An outage can occur at several different levels of infrastructure and cluster components.

Container or pod failure

By design, pods are meant to be ephemeral. Appropriately scaling services so that multiple instances of your application pods are running will protect against issues with any individual pod or container. OpenShift’s node scheduler can also make sure these workloads are distributed across different worker nodes to further improve resiliency.

When accounting for possible pod failures, it is also important to understand how storage is attached to your applications. Single persistent volumes attached to single pods will not be able to leverage the full benefits of pod scaling, whereas replicated databases, database services, or shared storage will. Please see the Storage failure section for more information.

Worker node failure

Worker nodes are the virtual machines that contain your application pods. By default, an OpenShift Dedicated cluster will have a minimum of four worker nodes for a single availability-zone cluster. In the event of a worker node failure, pods will be relocated to functioning worker nodes, as long as there is enough capacity, until any issue with an existing node is resolved or the node is replaced.
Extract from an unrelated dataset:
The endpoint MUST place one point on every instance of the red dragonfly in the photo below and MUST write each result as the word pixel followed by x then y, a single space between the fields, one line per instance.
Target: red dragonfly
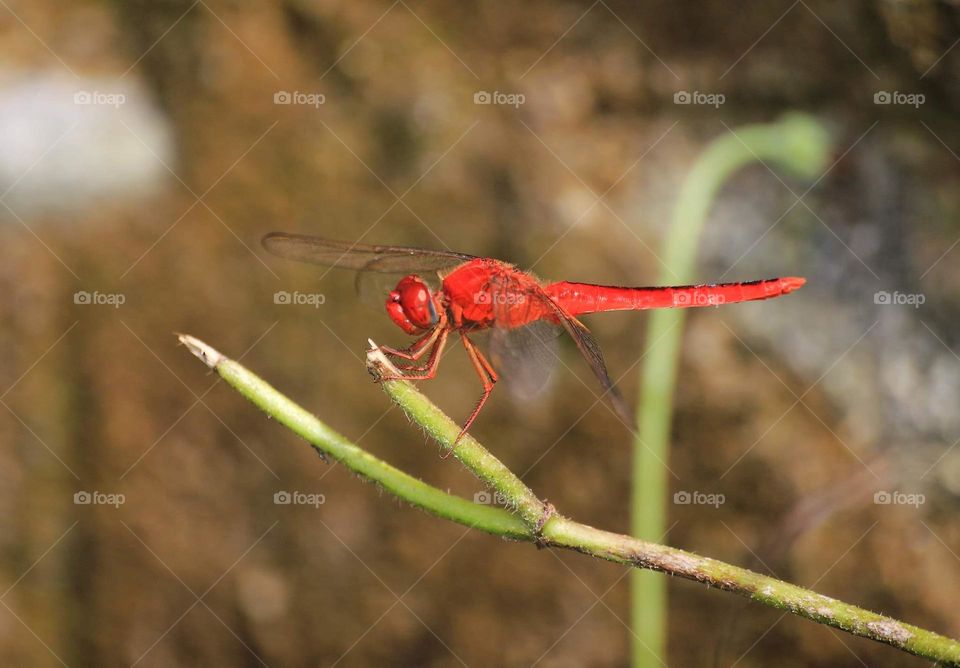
pixel 524 314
More worker nodes means more protection against single node outages, and ensures proper cluster capacity for rescheduled pods  in the event of a node failure.

When accounting for possible node failures, it is also important to understand how storage is affected. Please see the Storage failure section for more information.

Cluster failure

OpenShift Dedicated clusters have at least three master nodes and three infrastructure nodes that are preconfigured for high availability, either in a single zone or across multiple zones depending on the type of cluster you have selected. This means that master and infrastructure nodes have the same resiliency of worker nodes, with the added benefit of being managed completely by Red Hat.

In the event of a complete master outage, the OpenShift APIs will not function, and existing worker node pods will be unaffected. However, if there is also a pod or node outage at the same time, the masters will have to recover before new pods or nodes can be added or scheduled.

All services running on infrastructure nodes are configured by Red Hat to be highly available and distributed across infrastructure nodes. In the event of a complete infrastructure outage, these services will be unavailable until these nodes have been recovered.

Zone failure

A zone failure from a public cloud provider will affect all virtual components, such as worker nodes, block or shared storage, and load balancers that are specific to a single availability zone. To protect against a zone failure, OpenShift Dedicated provides the option for clusters that are distributed across three availability zones, called multi-AZ clusters. Existing stateless workloads will be redistributed to unaffected zones  in the event of an outage, as long as there is enough capacity.

Region failure

A full region failure from a public cloud provider is exceedingly rare, but will make all zones unavailable. A multi-AZ cluster is not enough to protect against outages at the region level. The best way to protect against a full region failure is to have multiple clusters in different regions, connected with an external global load balancer. Such an architecture can protect against both zone and region failures, and even across different cloud providers.

Storage failure

If you have deployed a stateful application, then storage is a critical component and must be accounted for when thinking about high availability. A single block storage PV is unable to withstand outages even at the pod level. The best ways to maintain availability of storage are to use replicated storage solutions, shared storage that is unaffected by outages, or a database service that is independent of the cluster.